Как и многие мои ровесники, в семидесятые я был заядлым меломаном. Но так, конечно, без фанатизма. У нас имелся магнитофон «Комета-209» — так себе, аппаратик, даже не стерео. Да и записи редко, когда были хорошего качества, обычно многократно перезаписанные копии. Оно и понятно, фирменных пластов было мало, стоили они бешенные деньги, еще и повязать могли за спекуляцию. Что Обнорск, что Новосиб — города не портовые, диски поступали либо, через родителей-учёных которым удавалось вырваться из родной стороны на иностранные симпозиумы, либо через студентов и аспирантов из стран народной демократии.
К концу семидесятых, моя любовь к року угасла, потянуло на попсу. Вот слушаю сейчас и дивлюсь, как же я перся от этого всего?
Первые роллинги и битлы теперь воспринимались допотопно, словно их записали пещерные люди ещё до эпохи исторического материализма. «Юрай хип» показался мне нарочито пафосным. Первые диски «Дип Пепл» — унылый примитив. Все какое-то однообразное, будто копируют друг у друга.
Всё это самодеятельное творчество осталось для меня в том времени. Да, была там пара-тройка хороших песен, которые приятно услышать вновь, но, в общем и целом, основная масса — убожество, полинявшее и выцветшее, как старая тряпка. Слушать такое, словно смотреть фантастику шестидесятых-семидесятых — без слез не взглянешь.
Хотя вру — было исключение. Старый зеппелиновский блюз продолжал трогать струны моей души, не теряя мощи и напряжения.
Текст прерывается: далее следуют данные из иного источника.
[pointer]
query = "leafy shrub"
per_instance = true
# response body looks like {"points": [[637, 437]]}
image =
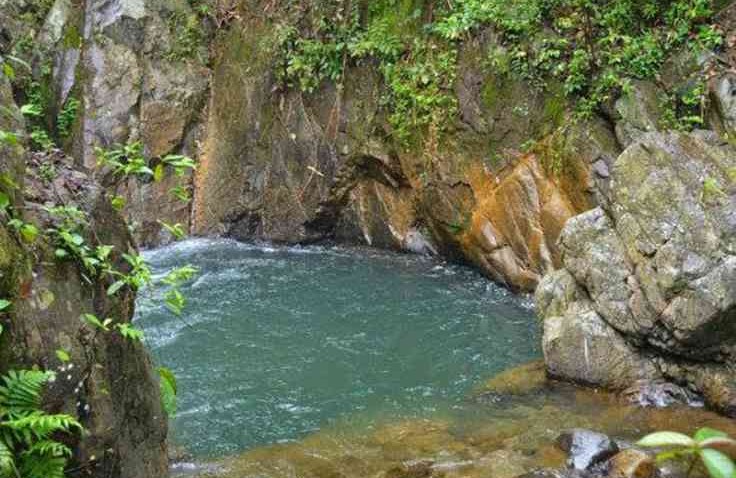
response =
{"points": [[713, 448], [28, 447]]}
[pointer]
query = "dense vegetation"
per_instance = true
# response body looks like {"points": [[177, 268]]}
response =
{"points": [[593, 48]]}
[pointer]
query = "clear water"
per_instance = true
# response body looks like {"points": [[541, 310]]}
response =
{"points": [[277, 343]]}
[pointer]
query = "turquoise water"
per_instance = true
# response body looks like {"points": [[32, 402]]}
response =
{"points": [[276, 343]]}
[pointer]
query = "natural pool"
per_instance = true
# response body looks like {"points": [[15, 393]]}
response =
{"points": [[330, 362], [277, 342]]}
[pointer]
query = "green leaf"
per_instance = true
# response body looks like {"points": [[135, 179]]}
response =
{"points": [[118, 203], [718, 464], [4, 201], [725, 445], [130, 332], [115, 287], [9, 71], [95, 322], [665, 439], [168, 390], [31, 110], [63, 355], [705, 433], [29, 232], [158, 173]]}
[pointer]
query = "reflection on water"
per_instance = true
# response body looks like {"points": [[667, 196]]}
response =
{"points": [[278, 343], [333, 363], [501, 436]]}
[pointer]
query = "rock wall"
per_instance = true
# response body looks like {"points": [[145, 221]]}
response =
{"points": [[648, 287], [108, 382], [290, 167], [646, 295]]}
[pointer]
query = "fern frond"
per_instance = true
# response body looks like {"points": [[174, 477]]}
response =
{"points": [[7, 462], [49, 448], [20, 393], [38, 425], [42, 466]]}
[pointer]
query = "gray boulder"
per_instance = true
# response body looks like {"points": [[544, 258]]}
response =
{"points": [[648, 285]]}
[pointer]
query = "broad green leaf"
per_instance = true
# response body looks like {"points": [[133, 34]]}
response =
{"points": [[718, 464], [94, 321], [63, 355], [705, 433], [168, 391], [725, 445], [158, 173], [30, 110], [4, 201], [664, 439], [115, 287], [29, 232], [9, 71], [168, 375], [118, 203]]}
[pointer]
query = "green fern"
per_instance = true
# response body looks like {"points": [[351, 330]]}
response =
{"points": [[20, 393], [26, 447]]}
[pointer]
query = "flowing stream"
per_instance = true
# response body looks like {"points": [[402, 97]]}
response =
{"points": [[322, 362], [276, 342]]}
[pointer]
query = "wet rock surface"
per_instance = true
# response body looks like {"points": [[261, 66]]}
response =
{"points": [[648, 285], [586, 448], [108, 382], [506, 440]]}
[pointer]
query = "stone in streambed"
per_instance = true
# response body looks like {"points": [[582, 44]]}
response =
{"points": [[631, 463], [586, 448], [520, 380]]}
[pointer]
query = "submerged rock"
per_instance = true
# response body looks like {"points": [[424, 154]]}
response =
{"points": [[631, 463], [519, 380], [586, 448]]}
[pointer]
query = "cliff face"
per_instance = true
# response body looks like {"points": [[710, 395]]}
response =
{"points": [[292, 167], [285, 166], [645, 272], [105, 380], [648, 287]]}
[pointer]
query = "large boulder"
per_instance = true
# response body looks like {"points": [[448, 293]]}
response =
{"points": [[648, 286]]}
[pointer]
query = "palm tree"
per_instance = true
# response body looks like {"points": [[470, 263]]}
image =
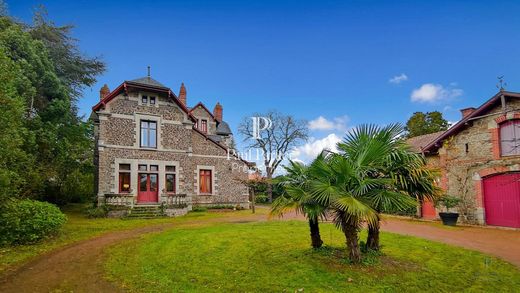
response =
{"points": [[296, 197], [342, 183], [408, 178]]}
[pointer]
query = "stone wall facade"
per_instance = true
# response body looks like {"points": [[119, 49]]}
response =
{"points": [[471, 155], [117, 134]]}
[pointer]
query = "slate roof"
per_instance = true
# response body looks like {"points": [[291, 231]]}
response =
{"points": [[223, 128], [418, 143], [435, 144], [148, 81]]}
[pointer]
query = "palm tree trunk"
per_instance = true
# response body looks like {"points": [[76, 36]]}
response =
{"points": [[373, 236], [316, 241], [350, 229]]}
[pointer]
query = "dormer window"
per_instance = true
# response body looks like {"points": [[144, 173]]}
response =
{"points": [[148, 100], [510, 138], [204, 126], [148, 134]]}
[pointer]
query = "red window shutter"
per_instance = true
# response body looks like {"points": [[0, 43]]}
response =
{"points": [[510, 138]]}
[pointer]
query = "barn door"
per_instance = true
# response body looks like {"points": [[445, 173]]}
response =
{"points": [[502, 200]]}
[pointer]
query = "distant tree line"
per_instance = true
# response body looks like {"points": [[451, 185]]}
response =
{"points": [[45, 147]]}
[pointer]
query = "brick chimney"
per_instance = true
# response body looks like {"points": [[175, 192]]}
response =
{"points": [[182, 94], [467, 111], [103, 92], [217, 112]]}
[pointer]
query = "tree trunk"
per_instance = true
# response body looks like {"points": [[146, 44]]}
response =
{"points": [[373, 236], [316, 241], [350, 229]]}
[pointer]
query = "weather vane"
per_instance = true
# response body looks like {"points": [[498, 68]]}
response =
{"points": [[501, 83]]}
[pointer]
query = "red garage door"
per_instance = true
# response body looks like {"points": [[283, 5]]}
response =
{"points": [[502, 200]]}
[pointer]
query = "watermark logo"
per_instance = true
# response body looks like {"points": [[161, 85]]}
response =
{"points": [[259, 124]]}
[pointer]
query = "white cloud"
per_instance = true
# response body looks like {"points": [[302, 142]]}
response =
{"points": [[307, 152], [430, 92], [398, 79], [322, 123]]}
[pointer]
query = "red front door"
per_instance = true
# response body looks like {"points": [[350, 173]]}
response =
{"points": [[428, 210], [148, 187], [502, 200]]}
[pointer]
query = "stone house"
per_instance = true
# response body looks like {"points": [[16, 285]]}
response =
{"points": [[479, 160], [152, 149]]}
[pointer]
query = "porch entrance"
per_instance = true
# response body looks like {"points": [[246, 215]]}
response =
{"points": [[148, 188]]}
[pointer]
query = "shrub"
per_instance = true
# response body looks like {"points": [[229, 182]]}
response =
{"points": [[261, 198], [27, 221], [409, 211]]}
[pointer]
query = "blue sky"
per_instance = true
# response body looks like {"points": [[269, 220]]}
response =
{"points": [[333, 59]]}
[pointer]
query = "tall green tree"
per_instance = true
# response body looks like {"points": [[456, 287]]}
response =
{"points": [[297, 197], [13, 131], [424, 123], [47, 74], [75, 70]]}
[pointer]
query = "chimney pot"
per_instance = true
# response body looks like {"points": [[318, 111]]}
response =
{"points": [[182, 94], [103, 92], [217, 112], [467, 111]]}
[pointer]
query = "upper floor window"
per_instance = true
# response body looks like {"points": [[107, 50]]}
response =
{"points": [[148, 100], [204, 126], [148, 134], [510, 138]]}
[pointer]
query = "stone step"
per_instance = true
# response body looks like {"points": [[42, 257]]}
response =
{"points": [[145, 212]]}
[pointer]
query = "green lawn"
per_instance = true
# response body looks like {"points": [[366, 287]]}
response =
{"points": [[276, 257], [79, 227]]}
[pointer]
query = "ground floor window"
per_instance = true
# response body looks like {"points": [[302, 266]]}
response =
{"points": [[124, 178], [205, 185], [170, 179]]}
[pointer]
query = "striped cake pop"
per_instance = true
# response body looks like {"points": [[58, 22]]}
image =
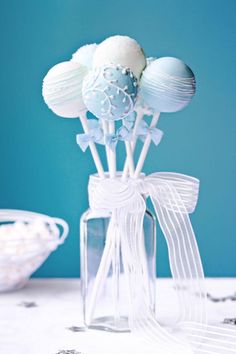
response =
{"points": [[62, 89], [167, 85]]}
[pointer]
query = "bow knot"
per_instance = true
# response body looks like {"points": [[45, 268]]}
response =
{"points": [[95, 134], [122, 134], [144, 130]]}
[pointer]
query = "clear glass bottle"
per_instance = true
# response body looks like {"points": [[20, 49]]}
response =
{"points": [[108, 309]]}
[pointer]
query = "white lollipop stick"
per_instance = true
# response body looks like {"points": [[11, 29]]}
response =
{"points": [[108, 151], [146, 145], [112, 153], [130, 159], [92, 146], [133, 143]]}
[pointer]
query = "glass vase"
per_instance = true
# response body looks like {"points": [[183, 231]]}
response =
{"points": [[105, 301]]}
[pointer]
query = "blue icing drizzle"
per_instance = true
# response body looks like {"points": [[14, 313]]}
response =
{"points": [[110, 92]]}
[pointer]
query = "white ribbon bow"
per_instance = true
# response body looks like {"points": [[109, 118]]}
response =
{"points": [[173, 196]]}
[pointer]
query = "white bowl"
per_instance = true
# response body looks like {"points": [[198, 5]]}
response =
{"points": [[26, 240]]}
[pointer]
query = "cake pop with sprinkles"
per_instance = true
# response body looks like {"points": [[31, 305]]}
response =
{"points": [[167, 85], [121, 50], [62, 89], [110, 92]]}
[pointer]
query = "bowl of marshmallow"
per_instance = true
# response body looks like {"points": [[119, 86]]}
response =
{"points": [[26, 241]]}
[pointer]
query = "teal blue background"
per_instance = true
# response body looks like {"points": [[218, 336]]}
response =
{"points": [[42, 168]]}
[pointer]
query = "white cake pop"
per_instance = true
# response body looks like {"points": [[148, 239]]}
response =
{"points": [[84, 55], [62, 89], [120, 50]]}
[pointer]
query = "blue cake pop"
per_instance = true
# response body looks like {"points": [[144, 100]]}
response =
{"points": [[167, 85], [110, 92]]}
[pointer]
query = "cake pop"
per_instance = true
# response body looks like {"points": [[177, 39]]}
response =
{"points": [[84, 55], [121, 50], [167, 85], [62, 89], [110, 92], [62, 92]]}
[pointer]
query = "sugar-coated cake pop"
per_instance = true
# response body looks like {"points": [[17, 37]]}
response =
{"points": [[84, 55], [62, 89], [167, 85], [121, 50], [110, 92]]}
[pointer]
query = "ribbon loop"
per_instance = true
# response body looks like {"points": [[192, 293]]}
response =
{"points": [[174, 196]]}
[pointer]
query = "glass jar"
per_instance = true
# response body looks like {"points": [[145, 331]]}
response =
{"points": [[105, 296]]}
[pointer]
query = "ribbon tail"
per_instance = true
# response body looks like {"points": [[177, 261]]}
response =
{"points": [[83, 141]]}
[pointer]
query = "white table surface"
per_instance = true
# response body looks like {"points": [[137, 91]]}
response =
{"points": [[46, 326]]}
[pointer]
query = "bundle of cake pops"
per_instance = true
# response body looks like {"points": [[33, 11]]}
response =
{"points": [[115, 82]]}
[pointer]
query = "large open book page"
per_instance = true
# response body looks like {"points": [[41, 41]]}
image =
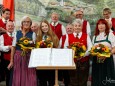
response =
{"points": [[50, 57]]}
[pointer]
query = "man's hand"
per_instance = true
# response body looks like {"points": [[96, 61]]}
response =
{"points": [[2, 30]]}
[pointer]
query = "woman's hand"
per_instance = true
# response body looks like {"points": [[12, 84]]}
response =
{"points": [[113, 51], [10, 65]]}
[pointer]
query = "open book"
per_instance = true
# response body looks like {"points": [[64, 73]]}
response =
{"points": [[51, 57]]}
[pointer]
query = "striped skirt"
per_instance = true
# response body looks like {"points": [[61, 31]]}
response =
{"points": [[22, 75]]}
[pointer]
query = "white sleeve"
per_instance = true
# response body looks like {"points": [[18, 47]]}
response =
{"points": [[63, 30], [93, 40], [88, 29], [2, 47], [89, 45], [112, 39], [60, 43], [34, 37], [66, 42], [14, 40]]}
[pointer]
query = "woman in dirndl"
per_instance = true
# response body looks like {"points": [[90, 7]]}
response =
{"points": [[103, 74]]}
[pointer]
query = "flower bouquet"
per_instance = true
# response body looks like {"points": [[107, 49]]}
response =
{"points": [[26, 44], [79, 49], [101, 51], [44, 43]]}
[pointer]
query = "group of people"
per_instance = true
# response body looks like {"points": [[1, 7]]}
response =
{"points": [[14, 66]]}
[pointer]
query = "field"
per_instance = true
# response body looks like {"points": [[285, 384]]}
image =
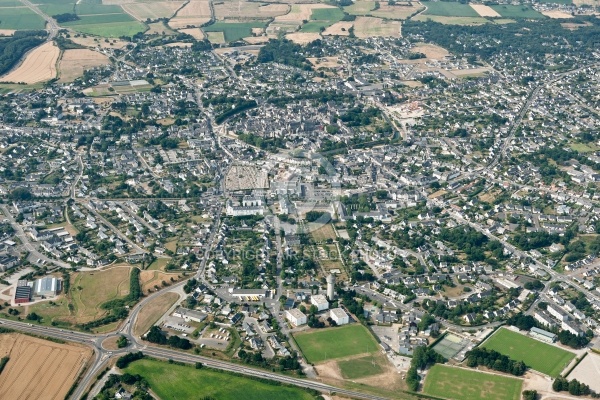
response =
{"points": [[508, 11], [74, 62], [326, 344], [163, 9], [360, 367], [171, 381], [152, 311], [39, 65], [463, 384], [193, 14], [448, 9], [542, 357], [20, 18], [233, 31], [39, 369], [245, 9], [369, 27]]}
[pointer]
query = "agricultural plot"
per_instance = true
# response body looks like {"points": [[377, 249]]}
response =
{"points": [[449, 9], [74, 62], [20, 18], [326, 344], [523, 11], [542, 357], [233, 31], [462, 384], [193, 14], [369, 27], [39, 369], [143, 11], [171, 382], [39, 65]]}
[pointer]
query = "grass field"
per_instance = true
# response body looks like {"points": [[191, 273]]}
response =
{"points": [[171, 381], [360, 367], [508, 11], [449, 9], [326, 344], [537, 355], [462, 384], [233, 31], [20, 18]]}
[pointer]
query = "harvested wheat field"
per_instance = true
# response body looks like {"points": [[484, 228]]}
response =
{"points": [[194, 13], [302, 38], [39, 369], [484, 11], [244, 9], [557, 14], [196, 33], [74, 62], [143, 11], [368, 27], [339, 29], [39, 65]]}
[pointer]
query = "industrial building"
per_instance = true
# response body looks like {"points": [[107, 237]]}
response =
{"points": [[47, 286], [295, 316], [339, 316], [319, 301]]}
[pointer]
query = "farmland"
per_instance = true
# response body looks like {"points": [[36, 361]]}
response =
{"points": [[326, 344], [233, 31], [522, 348], [38, 66], [171, 381], [20, 18], [462, 384], [74, 62], [38, 368]]}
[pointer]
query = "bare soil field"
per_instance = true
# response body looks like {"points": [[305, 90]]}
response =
{"points": [[195, 13], [39, 65], [39, 369], [196, 33], [557, 14], [244, 9], [143, 11], [339, 29], [484, 11], [368, 27], [400, 11], [152, 312], [74, 62]]}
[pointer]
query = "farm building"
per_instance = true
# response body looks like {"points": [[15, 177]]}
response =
{"points": [[320, 302], [189, 315], [46, 286], [23, 294], [542, 335], [339, 316], [295, 316]]}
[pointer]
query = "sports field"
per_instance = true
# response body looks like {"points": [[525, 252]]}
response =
{"points": [[542, 357], [463, 384], [233, 31], [326, 344], [171, 381]]}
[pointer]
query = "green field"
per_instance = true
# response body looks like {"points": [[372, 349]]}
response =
{"points": [[361, 367], [508, 11], [462, 384], [20, 18], [233, 31], [325, 344], [170, 381], [542, 357], [115, 29], [449, 9]]}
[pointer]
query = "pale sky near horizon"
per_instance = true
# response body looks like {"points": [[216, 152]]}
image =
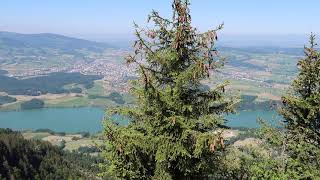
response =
{"points": [[115, 17]]}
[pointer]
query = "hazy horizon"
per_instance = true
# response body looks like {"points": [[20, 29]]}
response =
{"points": [[96, 19]]}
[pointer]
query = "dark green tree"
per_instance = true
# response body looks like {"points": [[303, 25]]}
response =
{"points": [[293, 152], [301, 113], [173, 129]]}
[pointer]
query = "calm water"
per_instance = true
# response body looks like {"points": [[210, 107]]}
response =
{"points": [[90, 119]]}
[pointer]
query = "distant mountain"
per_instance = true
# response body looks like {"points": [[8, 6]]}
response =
{"points": [[47, 40]]}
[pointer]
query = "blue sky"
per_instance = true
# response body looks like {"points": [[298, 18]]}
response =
{"points": [[115, 17]]}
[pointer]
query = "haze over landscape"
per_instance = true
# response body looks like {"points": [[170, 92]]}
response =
{"points": [[80, 81]]}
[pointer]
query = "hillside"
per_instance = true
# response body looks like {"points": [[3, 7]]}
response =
{"points": [[34, 159]]}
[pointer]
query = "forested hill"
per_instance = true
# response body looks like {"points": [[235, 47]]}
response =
{"points": [[47, 40], [34, 159]]}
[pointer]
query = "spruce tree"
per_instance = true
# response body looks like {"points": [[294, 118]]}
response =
{"points": [[294, 149], [301, 113], [301, 107], [173, 130]]}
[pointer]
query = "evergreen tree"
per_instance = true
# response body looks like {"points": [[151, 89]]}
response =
{"points": [[301, 107], [173, 130], [295, 148], [301, 112]]}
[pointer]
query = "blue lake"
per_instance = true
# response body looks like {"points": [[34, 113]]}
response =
{"points": [[90, 119]]}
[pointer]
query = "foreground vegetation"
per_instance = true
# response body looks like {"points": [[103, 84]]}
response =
{"points": [[177, 124], [34, 159]]}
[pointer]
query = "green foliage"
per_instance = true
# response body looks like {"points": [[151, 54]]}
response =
{"points": [[291, 152], [114, 96], [32, 104], [34, 159], [52, 83], [172, 130]]}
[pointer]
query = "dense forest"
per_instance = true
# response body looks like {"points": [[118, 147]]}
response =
{"points": [[34, 159], [177, 125], [51, 83]]}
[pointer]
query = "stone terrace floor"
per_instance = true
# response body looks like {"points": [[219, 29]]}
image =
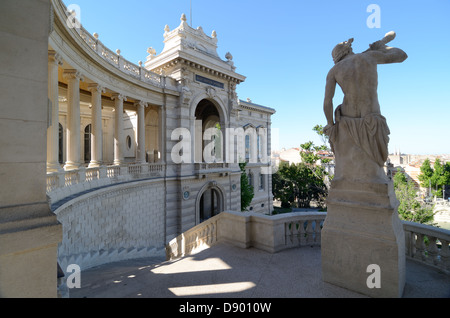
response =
{"points": [[225, 271]]}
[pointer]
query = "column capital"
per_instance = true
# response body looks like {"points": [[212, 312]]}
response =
{"points": [[96, 87], [54, 57], [72, 74], [141, 104], [118, 96]]}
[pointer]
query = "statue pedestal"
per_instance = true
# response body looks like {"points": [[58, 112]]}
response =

Возможно дальше, и они бы скурвились перейдя на какую-нибудь популярную муру, но Джон Бонэм прервал их путь. Захлебнувшись по пьянке собственной блевотиной, склеил ласты, откинув барабанные палочки.
Так под музычку, вспоминая былое, погружаясь в думы и копаясь в саундтреках, я просидел до вечера, лишь изредка вставая, чтоб соорудить какой-нибудь нехитрой еды и достать из холодильника очередную баночку пива.
Внезапно за окном потемнело, это незаметно подкралась огромная черная туча.
Небо раскололось на две половинки, разрезанное белым росчерком молнии. С опозданием пришел орудийный раскат грома. В темном окне бесновались грозовые разряды. Они были пугающими и стремительными. Казалось, что каждая непременно целит ко мне комнату. Еще раз город озарил мертвенный электрический свет, а за ним ворвался ветер. С прохудившегося неба рухнула огромная масса воды. Зазвенели стекла, затрещали деревья. В Обнорск пришла настоящая гроза.
Я встал, и захлопнул окно. Потом пододвинул кресло и сел глядя на улицу. Дождь рушился на подоконник, гремя жестяным козырьком.
Дома, деревья, машины то скрывались под пеленой воды, то вновь возникали в огненных вспышках небесного света. Гроза, стена дождя были истинны и прекрасны. Ей-богу, стоило жить ради того, чтобы видеть это. Долбанный астероид всего нас лишил. Нет — это обязательно надо предотвратить.
Я обернулся. Сквозь щель под дверью пробивалась светлая полоска, пора собираться в путь.
В городе поселилась жара. Она была особенно ощутима в центре. Раскаленный воздух, пропахший бензиновой гарью, неподвижно висел над крышами домов.
Толик закрыл машину, и мы вошли во двор. В прекрасный обнорский двор, каких уже мало осталось в городе. Он весь зарос акацией и сиренью, лопухи толпились в палисаднике прижимались к стенам двухэтажных домов, щербатое основание которых покрылось мхом. На втором этаже, прямо из-под крыши, проросло какое-то деревцо, оно искривилось хилым стволом, пробиваясь к свету, ветви его тихо раскачивал ветерок.
В этом доме жил знакомый Толяна, хорошо известный в узких кругах меломан Гарик.
Гарик числился инвалидом, чего-то у него там не хватало в организме. Инвалидность позволяла ему легально тунеядствовать, а на самом деле предпринимать. В подвале своего дома он оборудовал мастерскую, где в частном порядке ремонтировал радиотехнику, а заодно занимался записью музыки на коммерческой основе.
Дверь нам открыл сам хозяин. Он был высоким худым, хорошо за сорок, с костистым лицом, крючковатым носом и растрепанными пегими от седины патлами. Одет в застиранный до неопределенного цвета домашний халат, из-под которого торчали тощие волосатые ноги. Больше всего он напоминал большую хищную птицу. Не орла, конечно, а скорее грифа-стервятника.
Поздоровались. Он извинился, что не приглашает в квартиру — мы там просто не поместимся. Пойдем сразу в мастерскую. Попросил обождать минуту на переодеться, и не закрывая дверь скрылся в своей комнате.